Someday she’d take the trail. Someday she’d step onto that first patch of dirt in Georgia. Someday she’d keep going until Kansas felt like a distant, blurry chapter in someone else’s life.
But “someday” had started shifting. It had begun to feel less like a dream and more like a door.
The idea took root during a thunderstorm in June. Her stepfather had slammed the front door so hard that pictures rattled off the wall. Fleta retreated to her room and pulled her favorite trail journal from beneath the loose floorboard. She opened to a passage about reaching the first shelter in the Smokies—wind slicing across the ridgeline, the hiker soaked to the bone but laughing anyway because he was free.
Free. The word clicked.
That night, she listed everything she’d need on a sheet of notebook paper: a pack, a map, food she could carry, something warm to sleep in, a way to get out of Kansas. She didn’t know how she’d find any of it, but she wrote it all down. Writing made things real.

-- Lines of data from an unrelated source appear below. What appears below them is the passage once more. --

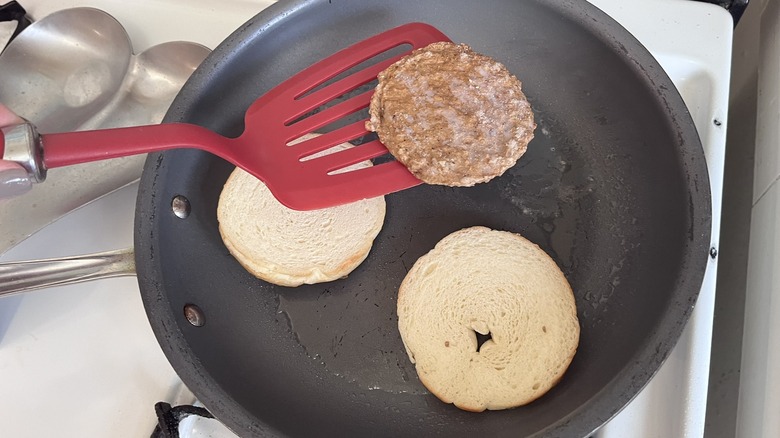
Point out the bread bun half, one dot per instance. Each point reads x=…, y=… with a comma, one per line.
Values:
x=289, y=247
x=495, y=283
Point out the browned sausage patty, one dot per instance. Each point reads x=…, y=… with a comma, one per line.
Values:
x=452, y=116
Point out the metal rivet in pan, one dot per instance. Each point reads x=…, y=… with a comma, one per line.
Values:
x=194, y=315
x=180, y=206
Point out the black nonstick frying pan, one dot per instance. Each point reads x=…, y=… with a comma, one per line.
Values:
x=614, y=187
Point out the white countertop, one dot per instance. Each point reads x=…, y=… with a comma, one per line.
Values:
x=86, y=357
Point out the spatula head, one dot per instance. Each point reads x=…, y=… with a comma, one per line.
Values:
x=328, y=98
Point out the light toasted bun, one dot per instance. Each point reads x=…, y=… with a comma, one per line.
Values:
x=289, y=247
x=496, y=282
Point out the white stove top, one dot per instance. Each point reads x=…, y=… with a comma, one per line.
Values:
x=81, y=360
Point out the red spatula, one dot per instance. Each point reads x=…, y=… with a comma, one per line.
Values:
x=272, y=122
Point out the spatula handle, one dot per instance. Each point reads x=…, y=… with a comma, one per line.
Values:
x=70, y=148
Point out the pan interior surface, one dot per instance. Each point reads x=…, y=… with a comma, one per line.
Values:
x=614, y=187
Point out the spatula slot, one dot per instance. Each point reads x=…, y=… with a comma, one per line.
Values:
x=381, y=59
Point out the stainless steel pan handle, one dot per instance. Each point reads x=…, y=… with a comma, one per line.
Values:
x=17, y=277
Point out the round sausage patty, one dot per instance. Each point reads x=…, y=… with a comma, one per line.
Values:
x=452, y=116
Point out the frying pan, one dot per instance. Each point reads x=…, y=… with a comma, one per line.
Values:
x=614, y=187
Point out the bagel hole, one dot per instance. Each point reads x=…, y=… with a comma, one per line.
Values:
x=481, y=339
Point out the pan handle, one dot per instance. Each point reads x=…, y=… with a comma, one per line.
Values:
x=17, y=277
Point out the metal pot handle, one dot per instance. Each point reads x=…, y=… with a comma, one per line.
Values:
x=13, y=11
x=17, y=277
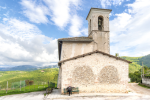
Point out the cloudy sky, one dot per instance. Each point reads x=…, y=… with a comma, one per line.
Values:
x=29, y=29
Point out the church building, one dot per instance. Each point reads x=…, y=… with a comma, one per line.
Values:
x=86, y=63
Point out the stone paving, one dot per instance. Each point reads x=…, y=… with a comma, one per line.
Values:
x=55, y=95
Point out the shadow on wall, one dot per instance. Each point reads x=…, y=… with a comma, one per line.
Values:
x=108, y=75
x=84, y=76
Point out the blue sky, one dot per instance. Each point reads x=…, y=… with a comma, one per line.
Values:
x=30, y=28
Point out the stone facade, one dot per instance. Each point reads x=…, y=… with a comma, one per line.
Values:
x=95, y=73
x=146, y=81
x=71, y=49
x=87, y=63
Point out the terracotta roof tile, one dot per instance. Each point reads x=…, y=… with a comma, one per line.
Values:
x=79, y=56
x=87, y=39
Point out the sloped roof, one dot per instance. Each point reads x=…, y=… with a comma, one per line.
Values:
x=97, y=9
x=86, y=39
x=79, y=56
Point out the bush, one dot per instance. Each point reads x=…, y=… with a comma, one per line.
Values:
x=28, y=82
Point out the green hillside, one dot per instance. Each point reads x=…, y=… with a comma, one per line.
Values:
x=145, y=60
x=38, y=76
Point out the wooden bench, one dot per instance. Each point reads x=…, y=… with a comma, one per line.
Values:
x=49, y=90
x=74, y=90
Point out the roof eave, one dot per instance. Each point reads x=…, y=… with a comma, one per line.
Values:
x=97, y=9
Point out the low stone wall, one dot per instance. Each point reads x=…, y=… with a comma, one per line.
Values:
x=146, y=81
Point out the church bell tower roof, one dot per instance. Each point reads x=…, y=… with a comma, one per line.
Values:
x=98, y=9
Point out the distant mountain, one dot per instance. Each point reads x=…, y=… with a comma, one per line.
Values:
x=26, y=68
x=139, y=60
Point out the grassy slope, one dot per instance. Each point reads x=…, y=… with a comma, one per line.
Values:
x=36, y=75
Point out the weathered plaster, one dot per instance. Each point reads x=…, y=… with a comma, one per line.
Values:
x=88, y=70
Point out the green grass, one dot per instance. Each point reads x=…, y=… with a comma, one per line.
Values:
x=49, y=74
x=37, y=76
x=26, y=89
x=144, y=86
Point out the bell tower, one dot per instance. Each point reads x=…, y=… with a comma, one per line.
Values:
x=98, y=28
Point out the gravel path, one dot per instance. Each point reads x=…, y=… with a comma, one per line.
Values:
x=138, y=89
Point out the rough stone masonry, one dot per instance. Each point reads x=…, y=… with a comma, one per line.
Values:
x=85, y=62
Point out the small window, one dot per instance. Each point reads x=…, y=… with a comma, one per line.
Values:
x=100, y=23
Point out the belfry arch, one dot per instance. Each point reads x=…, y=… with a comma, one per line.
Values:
x=100, y=23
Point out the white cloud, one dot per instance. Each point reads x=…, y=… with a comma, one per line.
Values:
x=105, y=3
x=76, y=27
x=130, y=32
x=58, y=10
x=23, y=44
x=61, y=13
x=2, y=7
x=36, y=13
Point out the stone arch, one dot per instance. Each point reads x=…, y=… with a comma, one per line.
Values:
x=100, y=23
x=82, y=76
x=109, y=75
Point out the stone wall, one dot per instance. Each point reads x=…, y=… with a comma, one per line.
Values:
x=101, y=41
x=95, y=73
x=146, y=81
x=71, y=49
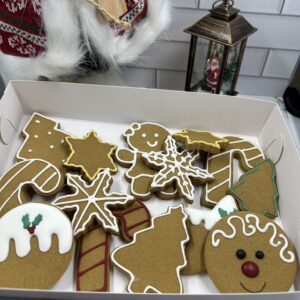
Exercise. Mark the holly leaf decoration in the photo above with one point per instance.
(26, 221)
(37, 220)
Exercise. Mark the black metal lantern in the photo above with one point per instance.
(224, 35)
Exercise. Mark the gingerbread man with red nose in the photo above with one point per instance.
(249, 253)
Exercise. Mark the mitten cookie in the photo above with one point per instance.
(143, 138)
(44, 178)
(93, 261)
(176, 168)
(90, 155)
(44, 140)
(42, 247)
(92, 202)
(154, 259)
(221, 167)
(248, 253)
(256, 191)
(132, 219)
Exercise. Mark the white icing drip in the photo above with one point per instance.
(289, 257)
(53, 222)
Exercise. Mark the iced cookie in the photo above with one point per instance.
(92, 202)
(41, 250)
(42, 177)
(44, 140)
(201, 141)
(256, 191)
(176, 168)
(221, 167)
(249, 253)
(143, 138)
(132, 219)
(199, 224)
(90, 155)
(93, 265)
(154, 259)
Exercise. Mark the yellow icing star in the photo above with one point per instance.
(90, 155)
(201, 140)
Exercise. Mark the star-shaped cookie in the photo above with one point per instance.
(201, 140)
(90, 155)
(176, 167)
(92, 202)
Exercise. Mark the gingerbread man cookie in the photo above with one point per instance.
(221, 167)
(155, 257)
(42, 249)
(176, 167)
(90, 155)
(143, 138)
(248, 253)
(44, 178)
(92, 202)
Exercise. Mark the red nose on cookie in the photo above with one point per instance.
(250, 269)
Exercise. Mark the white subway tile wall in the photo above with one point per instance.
(270, 57)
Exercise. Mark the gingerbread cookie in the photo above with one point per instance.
(44, 178)
(176, 167)
(195, 140)
(44, 140)
(221, 167)
(90, 155)
(155, 257)
(248, 253)
(143, 138)
(92, 202)
(256, 191)
(132, 219)
(199, 224)
(41, 250)
(93, 263)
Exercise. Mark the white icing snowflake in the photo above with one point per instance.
(176, 166)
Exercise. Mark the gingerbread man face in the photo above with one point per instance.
(146, 137)
(248, 253)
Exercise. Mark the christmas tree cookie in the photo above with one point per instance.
(42, 246)
(155, 257)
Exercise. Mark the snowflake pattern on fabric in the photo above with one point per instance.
(176, 167)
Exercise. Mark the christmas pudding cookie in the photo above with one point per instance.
(36, 174)
(221, 167)
(143, 138)
(249, 253)
(155, 257)
(90, 155)
(36, 246)
(176, 168)
(92, 202)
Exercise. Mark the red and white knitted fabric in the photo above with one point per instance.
(21, 28)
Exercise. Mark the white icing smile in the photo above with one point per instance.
(152, 145)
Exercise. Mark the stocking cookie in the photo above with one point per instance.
(44, 178)
(143, 138)
(248, 253)
(256, 191)
(155, 257)
(93, 261)
(92, 202)
(90, 155)
(221, 167)
(195, 140)
(132, 219)
(44, 140)
(176, 167)
(42, 248)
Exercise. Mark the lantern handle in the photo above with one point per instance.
(227, 3)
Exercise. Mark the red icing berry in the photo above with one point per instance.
(250, 269)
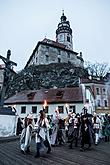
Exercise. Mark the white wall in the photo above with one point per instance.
(51, 109)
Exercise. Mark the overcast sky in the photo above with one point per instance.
(25, 22)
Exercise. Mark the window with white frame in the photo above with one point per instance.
(104, 91)
(73, 108)
(34, 109)
(61, 109)
(97, 91)
(98, 103)
(105, 103)
(23, 109)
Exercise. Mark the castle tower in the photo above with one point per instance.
(64, 32)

She hid the list inside the book. She hid the book under the floorboard. She hid the plan inside herself, glowing like a candle cupped between her hands.
Chetopa was small. Her world was smaller. But the trail was long—long enough to hold a new life for someone who had never really had one. Fleta didn’t know when she would leave, only that every day in that house pushed her closer to the moment she would.
And when she finally stepped outside with everything she owned in a backpack, she would not be running away.
She would be walking toward the first real morning she’d ever had.